Neurolinguistische Programmierung: Kommmunizieren leicht gemacht

Die Neurolinguistische Programmierung, kurz NLP, soll die Kommunikation mit anderen erleichtern.


Sie haben das Gefühl, Sie werden oft missverstanden? Die Kommunikation mit anderen läuft häufig ins Leere? Sie haben Schwierigkeiten, Meinungen oder Forderungen durchzusetzen? Vielleicht ist ein Kurs in Neurolinguistischer Programmierung (kurz NLP) genau das Richtige für Sie.

Worauf basiert NLP?
Die NLP untersucht Verhaltensmuster, die durch die Interaktion zwischen Gehirn, Sprache und Körper entstehen. Sie wurde von Richard Bandler und John Grinder Anfang der siebziger Jahre entwickelt und basiert auf verschiedenen Modellen, zum Beispiel auf Noam Chomskys Transformationsgrammatik, auf Alfred Korzybskis Forschung aber auch auf der Pawlowschen klassischen Konditionierung. Generell baut die Neurolinguistische Programmierung auf den Konstruktivismus auf, bezieht sich jedoch auf noch viele weitere Modelle.

Wobei kann NLP helfen?
Im Grunde handelt es sich bei vielen NLP-Kursen um eine Kurzzeit-Psychotherapie. Es geht darum
Verhaltensweisen zu erkennen und zu verändern und Einstellungen zu überdenken. Mithilfe von verschiedenen Techniken und Methoden soll man seine Kommunikationsfähigkeit verbessern.
Kurse in der Neurolinguistischen Programmierung werden unter anderem für Berater, Trainer, Psychotherapeuten, Manager und Lehrer aber auch für ganz normale Privatpersonen angeboten. Diese Kurse dienen vorrangig zur Selbsterfahrung, Grundlagenkenntnisse und Methoden werden vermittelt.

Grundannahmen
Im NLP geht man von der Grundanlage aus, dass innere Vorgänge mit der inneren Wahrnehmung des Menschen gleichgesetzt werden können. Um psychologische Störungen zu diagnostizieren, wird der Klient befragt.
Des Weiteren gibt es zwölf wichtige Vorannahmen, diese wurden von den Entwicklern Bandler und Grindler als entscheidende Punkte zum Modellieren erfolgreicher Persönlichkeiten genannt. Die
Kommunikation wird auf all diesen Vorannahmen aufgebaut. Einige der Vorannahmen sind beispielsweise:

  • Es gibt in der Kommunikation keine Fehler oder Defizite. Alles ist Feedback.
  • Der Sinn jeder Kommunikation ist nicht die Absicht, sondern die Reaktion, die sie beim Gegenüber auslöst.

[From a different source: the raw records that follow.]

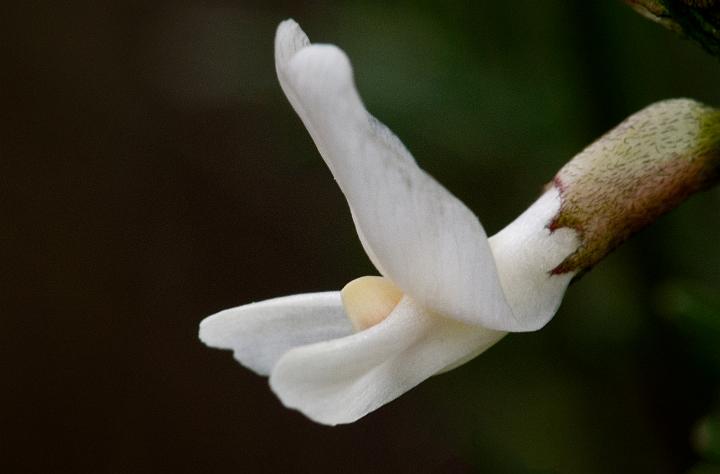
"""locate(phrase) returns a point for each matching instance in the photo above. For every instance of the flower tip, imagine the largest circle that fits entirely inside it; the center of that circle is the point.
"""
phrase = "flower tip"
(368, 300)
(289, 39)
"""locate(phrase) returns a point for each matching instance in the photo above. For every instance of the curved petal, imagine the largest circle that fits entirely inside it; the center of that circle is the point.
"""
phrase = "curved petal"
(342, 380)
(527, 252)
(260, 333)
(415, 232)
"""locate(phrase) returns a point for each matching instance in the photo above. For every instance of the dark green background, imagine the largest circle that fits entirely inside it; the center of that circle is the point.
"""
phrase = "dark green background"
(153, 173)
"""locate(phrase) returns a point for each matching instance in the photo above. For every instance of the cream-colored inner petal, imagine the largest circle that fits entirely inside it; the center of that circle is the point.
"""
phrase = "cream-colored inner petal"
(369, 299)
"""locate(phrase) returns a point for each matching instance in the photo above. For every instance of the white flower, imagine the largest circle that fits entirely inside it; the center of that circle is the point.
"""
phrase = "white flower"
(458, 291)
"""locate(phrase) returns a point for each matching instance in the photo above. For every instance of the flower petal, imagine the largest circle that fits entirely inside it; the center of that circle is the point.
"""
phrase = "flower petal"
(260, 333)
(415, 232)
(342, 380)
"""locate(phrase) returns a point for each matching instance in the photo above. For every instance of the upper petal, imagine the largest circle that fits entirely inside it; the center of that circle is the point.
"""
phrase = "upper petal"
(414, 231)
(342, 380)
(260, 333)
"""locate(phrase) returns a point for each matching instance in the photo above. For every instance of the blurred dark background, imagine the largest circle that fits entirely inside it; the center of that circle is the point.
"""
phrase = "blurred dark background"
(153, 173)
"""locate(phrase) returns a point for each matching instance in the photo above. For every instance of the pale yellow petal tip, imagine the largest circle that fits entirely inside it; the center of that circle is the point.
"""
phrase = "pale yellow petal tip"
(369, 299)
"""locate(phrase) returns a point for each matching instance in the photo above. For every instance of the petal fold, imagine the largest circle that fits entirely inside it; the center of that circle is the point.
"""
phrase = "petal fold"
(415, 232)
(260, 333)
(342, 380)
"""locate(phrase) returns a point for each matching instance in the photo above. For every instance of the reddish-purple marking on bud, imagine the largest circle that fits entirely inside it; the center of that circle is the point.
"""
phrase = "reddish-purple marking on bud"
(641, 169)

Laut NLP nimmt man die Umwelt mit seinen fünf Sinnen wahr. Diese sind die Kommunikationskanäle, man spricht von VAKOG, kurz für visuell, auditiv, kinästhetisch, olfaktorisch und gustatorisch.

Kritik
Die Modelle und Konzepte, auf die sich das NLP bezieht, liegen in der Geisteswissenschaft begründet. Neuere Erkenntnisse der Neuropsychologie sowie der psychologischen
Grundlagenforschung werden nicht berücksichtigt. Manche Psychologen betrachten NLP daher als Pseudowissenschaft. Im akademischen Bereich ist NLP unbedeutend und unterliegt daher auch nicht der Kontrolle anderer Wissenschaftler. Studien bezüglich der Wirksamkeit von NLP sind uneinheitlich. Wichtige Kriterien werden nicht erfüllt, ein Nachweis über die Wirksamkeit von NLP konnte bis heute nicht erbracht werden. Auch verbinden viele Anbieter in ihren Kursen NLP mit Esoterik.